La toile en question a sans doute été saisie à Libourne en 1942, a précisé Mme Hoffmann.

Au total, 1406 dessins, aquarelles, lithographies ou tableaux, ont été trouvés dans l'appartement de Cornelius Gurlitt, fils d'un grand collectionneur d'art qui avait collaboré avec les nazis en écoulant à l'étranger des oeuvres volées aux juifs.

Au moment de la perquisition de l'appartement, le 28 février 2012 - et non en 2011, comme annoncé jusque-là par la presse allemande -, «121 oeuvres encadrées et 1285 sans cadre ont été saisies», a dit Reinhard Nemetz, le procureur général d'Augsbourg.

«Concernant ces oeuvres, dont la valeur théorique ne saurait être surestimée, nous avons rapidement eu des éléments concrets laissant penser qu'il s'agissait, pour certaines, d'oeuvres appartenant à l'«art dégénéré» et à des oeuvres volées» à des juifs sous le nazisme, a-t-il poursuivi.

Saisie de 21 000 oeuvres d'«art dégénéré»

Le régime hitlérien avait fait confisquer à partir du milieu des années 1930 dans les musées allemands près de 21 000 oeuvres d'artistes qu'il qualifiait d'«art dégénéré», par opposition à l'art «héroïque» officiel.

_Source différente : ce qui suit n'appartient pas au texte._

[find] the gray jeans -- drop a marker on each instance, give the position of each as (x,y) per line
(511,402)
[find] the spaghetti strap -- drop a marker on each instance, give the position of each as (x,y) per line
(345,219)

Certaines ont été détruites, d'autres vendues, notamment en Suisse, d'autres ont été achetées à bas prix par des collectionneurs.

Cornelius Gurlitt, qui a vécu des années sans existence officielle en Allemagne, subvenait à ses besoins en vendant de temps à autre des dessins de la collection héritée de son père.

Gurlitt semble par ailleurs atteint de syllogomanie, un trouble obsessionnel qui pousse à une accumulation compulsive d'objets divers, car son appartement était rempli de détritus et de boîtes de conserve périmées, dont certaines depuis près de 30 ans.

L'enquête ouverte à son encontre porte sur une «fraude fiscale» présumée, mais aussi sur un éventuel «recel», s'il se révèle que certaines des oeuvres ont été volées, a souligné le magistrat.

Selon Siegfried Klöble, responsable des douanes de Munich, les oeuvres étaient «conservées dans de bonnes conditions» et ont été retrouvées «dans un très bon état».

Il a  fallu trois jours à une société spécialisée dans le transport des objets d'art pour les déplacer vers un lieu que les autorités n'ont pas voulu préciser.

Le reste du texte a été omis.